Dictionary of National Biography, 1885-1900/Ivory, James (1792-1866)
IVORY, JAMES, Lord Ivory, (1792–1866), Scottish judge, son of Thomas Ivory, watchmaker and engraver, was born in Dundee in 1792. Sir James Ivory [q. v.] the mathematician was his uncle. After attending the Dundee academy he studied for the legal profession at Edinburgh University, was admitted a member of the Faculty of Advocates in 1816, and in that year was enrolled as a burgess of his native town. When, in 1819, the select committee of the House of Commons was engaged in making inquiries into the state of the Scottish burghs, Ivory was examined with reference to the municipal condition of Dundee, and strongly advocated the abolition of self-election, which was then prevalent in the town councils of Scotland, and continued in force till 1833. Ivory was chosen advocate-depute by Francis Jeffrey, lord advocate, in 1830; two years afterwards he was appointed sheriff of Caithness, and in 1833 was transferred to a similar office in Buteshire. He was solicitor-general of Scotland under Lord Melbourne's ministry in 1839, was made a lord-ordinary of session in the following year, and sat as judge in the court of exchequer. In 1849 he was appointed a lord of justiciary (taking the title of Lord Ivory), and served both in the court of session and the high court of justiciary until his retirement in October 1862. For several years before that date he was the senior judge of both courts. Ivory died at Edinburgh on 18 Oct. 1866. He married, in 1817, a daughter of Alexander Lawrie, deputy gazette writer for Scotland. His eldest son, William Ivory, has long been sheriff of Inverness-shire.

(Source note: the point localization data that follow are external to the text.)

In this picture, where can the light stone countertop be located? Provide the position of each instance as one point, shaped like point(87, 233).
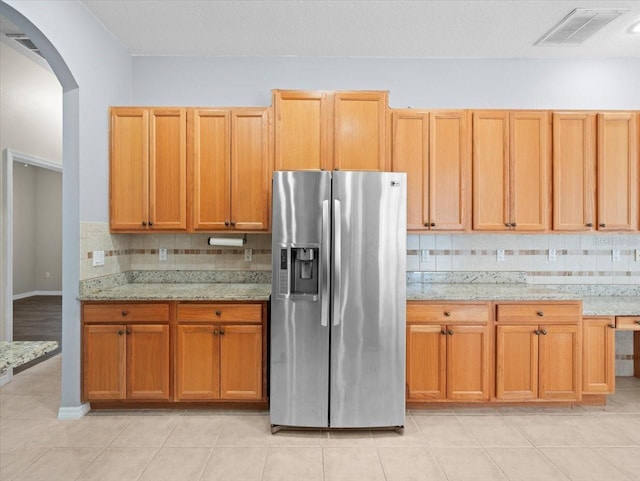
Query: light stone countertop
point(182, 292)
point(17, 353)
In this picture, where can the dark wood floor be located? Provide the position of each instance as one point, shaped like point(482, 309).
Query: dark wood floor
point(38, 318)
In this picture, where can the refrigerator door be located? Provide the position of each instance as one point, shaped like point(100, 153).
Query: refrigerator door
point(300, 317)
point(367, 381)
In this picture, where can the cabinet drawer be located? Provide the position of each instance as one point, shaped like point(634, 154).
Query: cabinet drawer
point(418, 312)
point(628, 323)
point(155, 312)
point(538, 313)
point(220, 312)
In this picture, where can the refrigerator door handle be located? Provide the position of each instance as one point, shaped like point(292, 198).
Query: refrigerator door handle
point(336, 262)
point(325, 259)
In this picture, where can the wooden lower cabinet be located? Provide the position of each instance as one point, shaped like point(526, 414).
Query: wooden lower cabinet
point(218, 362)
point(598, 355)
point(126, 361)
point(535, 361)
point(448, 361)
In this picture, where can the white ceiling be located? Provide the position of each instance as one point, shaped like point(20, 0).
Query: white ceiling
point(362, 28)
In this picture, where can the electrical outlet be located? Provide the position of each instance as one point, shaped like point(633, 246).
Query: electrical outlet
point(98, 258)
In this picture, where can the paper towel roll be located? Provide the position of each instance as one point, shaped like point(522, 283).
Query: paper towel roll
point(226, 241)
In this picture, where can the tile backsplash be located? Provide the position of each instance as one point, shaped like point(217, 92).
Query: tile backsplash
point(580, 259)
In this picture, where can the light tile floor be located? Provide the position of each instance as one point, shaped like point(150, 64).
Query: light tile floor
point(518, 444)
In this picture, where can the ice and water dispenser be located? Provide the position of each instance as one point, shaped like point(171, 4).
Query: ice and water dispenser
point(299, 271)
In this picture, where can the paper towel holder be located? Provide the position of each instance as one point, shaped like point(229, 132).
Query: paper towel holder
point(227, 241)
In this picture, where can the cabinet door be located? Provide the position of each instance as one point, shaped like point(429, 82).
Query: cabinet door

As a lawyer Ivory was distinguished by the subtlety of his reasoning, his minuteness of detail, and profound erudition. He was not a fluent orator, but in the early part of his career, when legal argument was conducted in writing, he obtained a high reputation.[Millar's Roll of Eminent Burgesses of Dundee, p. 249; Norrie's Dundee Celebrities, p. 273; Dundee Advertiser, 19 Oct. 1866.]